Shares of Laurus Labs Ltd plunged 15 per cent in Monday's trade amid reports the US State Department issued a 'stop-work' order for all existing foreign assistance, which also impacted disbursements to program supplying HIV treatment worldwide. The less-than-expected profitability in Q3 also weighed on the stock, though analysts stayed positive on the stock
Choice Broking said that Laurus Labs beats revenue estimates with strong CDMO growth, but Ebitda and PAT fell short of Street expectations. The revenue for Laurus labs rose 18.4 per cent to Rs 1,420 crore, which was better than the consensus estimate at Rs 1,400 crore. Ebitda climbed 57.2 per cent while with margins expanded 497 basis points YoY to 20.2 per cent, in line with expectations. Adjusted PAT grew 298 per cent.
"We anticipate Laurus to benefit from the expansion in its CDMO and Bio segments, driving growth. While the API segment continues to face sluggishness, we expect normalisation post FY26. Valuing the company at 37 times FY27 EPS, we arrive at a target price of Rs 639 and revise our rating to ‘HOLD’," Choice Broking said.
The stock plunged 15.07 per cent to hit a low of Rs 510.60. For the quarter, Laurus Labs' CDMO business achieved revenue growth of 89 per cent YoY, driven by new assets and clinical project progress.

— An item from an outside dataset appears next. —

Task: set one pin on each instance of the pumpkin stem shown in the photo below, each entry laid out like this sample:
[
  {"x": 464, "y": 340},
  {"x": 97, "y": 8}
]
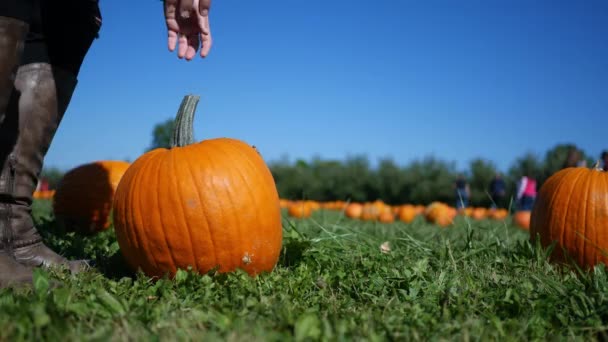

MOFSL said Laurus has seen strong improvement in its financial performance after six quarters of earnings decline. Over the past 2-3 years, Laurus has invested considerably in the CDMO segment to build capacities to cater to customers’ manufacturing requirements.
In fact, it has certain contracts in hand to be executed over the medium term. MOFSL said Laurus continued to invest in fermentation capacities to enhance its CDMO offerings, as it estimated a strong 71 per cent earnings CAGR over FY25-27 for the company. It reiterated its Buy on the stock with a target price of Rs 720.
"With 90 active projects (70 in human health, 20 in animal health and crop protection), the small molecules pipeline remains robust. Capacity expansion is on track, including a new DS (Drug Substance) block at Unit-4, an animal health DS facility under construction, and a crop protection facility set for qualification by FY25-end. The scalability of these capacities is expected to enhance operating leverage, driving Ebitda margin expansion," Choice Broking said.
Although the API segment has seen a declining trend, the management anticipated recovery from FY26 as positive order bookings convert to sales. The formulation segment's robust order book is expected to deliver sustained growth in the coming years, Choice Broking said.
"Laurus has secured an INR 1,200 Mn investment from Eight Roads to expand its commercial fermentation capacity by over 400 KL in Vizag, which is expected to become operational by the end of 2026. This expansion is anticipated to drive significant revenue growth and strengthen Laurus Bio’s position in the market," Choice Broking said.